Software & Data Management
On-device firmware supports automatic storage of up to 10,000 measurement records—including raw sensor outputs, calculated GCV, and diagnostic metadata. Data retrieval is performed via ASCII protocol over RS-232, enabling seamless ingestion into Excel, MATLAB, or enterprise MES systems. No proprietary software installation is required; configuration and firmware updates are executed via terminal emulation (e.g., PuTTY) using standardized AT-style command sets. All stored entries retain full traceability: date/time stamp, operator ID (user-configurable), and sensor-specific calibration coefficients applied at time of acquisition.
Applications
- Metallurgical process control: Continuous monitoring of blast furnace gas (BFG), basic oxygen furnace (BOF) off-gas, and coke oven gas (COG) for energy recovery optimization and emissions reporting (EU ETS, EPA GHG Reporting Program).
- Biogas upgrading verification: Quantification of CH₄ enrichment efficiency, H₂S breakthrough detection (via optional add-on sensor), and post-upgrading calorific value validation per EN 16723-1.
- R&D combustion studies: High-frequency sampling during burner testing, gas turbine fuel flexibility trials, and pyrolysis/gasification reactor characterization—supporting ASTM D1945, ISO 10101, and ISO 6974-1 methodologies.
- Gas quality compliance: Verification of town gas specifications (e.g., GB/T 13612–2006, EN 437:2022), including Wobbe index derivation from measured composition and density.
FAQ
What gas conditioning is required prior to analysis?
The sample must be free of particulates, condensed moisture, and oil aerosols. A heated filter (≤110 °C) and Peltier-cooled condenser (dew point ≤5 °C) are recommended for high-humidity biogas or wet producer gas. Optional integrated pre-treatment modules include stainless-steel particulate filters and sintered metal coalescers.
Can the instrument measure hydrogen sulfide (H₂S)?
H₂S is not included in the standard configuration but can be added via an optional electrochemical sensor module (0–200 ppm range, ±2% FS accuracy), with automatic compensation for humidity and temperature effects.
How is calorific value calculated?
GCV is computed in real time using the measured volumetric concentrations of CO, CO₂, CH₄, H₂, C₂H₂, C₂H₄, and CnHm, combined with published higher heating values per mole (per ISO 6976 Annex A) and ideal gas law corrections for temperature and pressure.
Is calibration traceable to national standards?

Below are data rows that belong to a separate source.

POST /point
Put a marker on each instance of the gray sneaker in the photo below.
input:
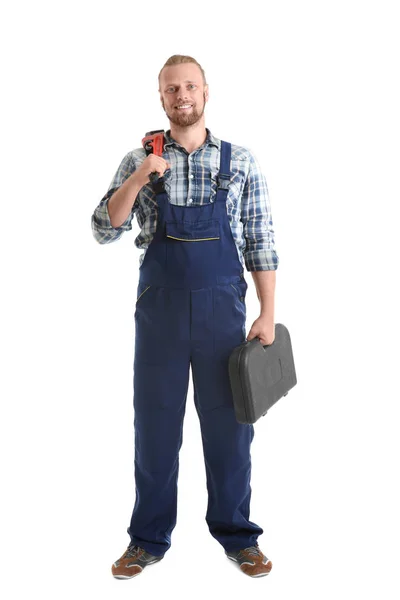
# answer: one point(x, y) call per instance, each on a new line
point(132, 562)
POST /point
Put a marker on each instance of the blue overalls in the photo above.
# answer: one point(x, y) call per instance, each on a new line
point(190, 310)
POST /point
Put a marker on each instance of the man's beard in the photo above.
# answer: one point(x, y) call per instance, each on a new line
point(184, 119)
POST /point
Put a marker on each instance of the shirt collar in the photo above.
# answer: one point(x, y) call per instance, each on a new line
point(209, 141)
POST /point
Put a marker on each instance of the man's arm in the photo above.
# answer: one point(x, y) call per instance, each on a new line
point(260, 254)
point(124, 183)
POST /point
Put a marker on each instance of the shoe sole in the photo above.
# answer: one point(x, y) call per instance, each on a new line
point(259, 574)
point(139, 573)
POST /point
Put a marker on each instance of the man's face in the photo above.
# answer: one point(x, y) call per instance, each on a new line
point(180, 85)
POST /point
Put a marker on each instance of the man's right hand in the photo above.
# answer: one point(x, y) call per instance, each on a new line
point(151, 163)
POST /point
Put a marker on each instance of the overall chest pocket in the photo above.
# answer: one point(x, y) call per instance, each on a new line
point(193, 231)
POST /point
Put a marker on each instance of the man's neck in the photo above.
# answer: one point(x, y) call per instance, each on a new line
point(191, 137)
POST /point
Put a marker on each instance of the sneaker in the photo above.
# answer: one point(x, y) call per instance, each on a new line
point(132, 562)
point(251, 561)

Yes—factory calibration uses NIST-traceable gas standards (e.g., Scott-Marrin, Air Liquide) certified to ISO/IEC 17025. Users may perform span calibration with certified multi-component reference gases; zero calibration employs certified zero air (O₂-free N₂).
What maintenance intervals are recommended?
Optical windows should be inspected quarterly; NDIR light sources have >5-year service life. Electrochemical O₂ sensors require replacement every 24 months; TCD filaments are solid-state and maintenance-free. Annual full-system verification is advised per ISO/IEC 17025–based QA protocols.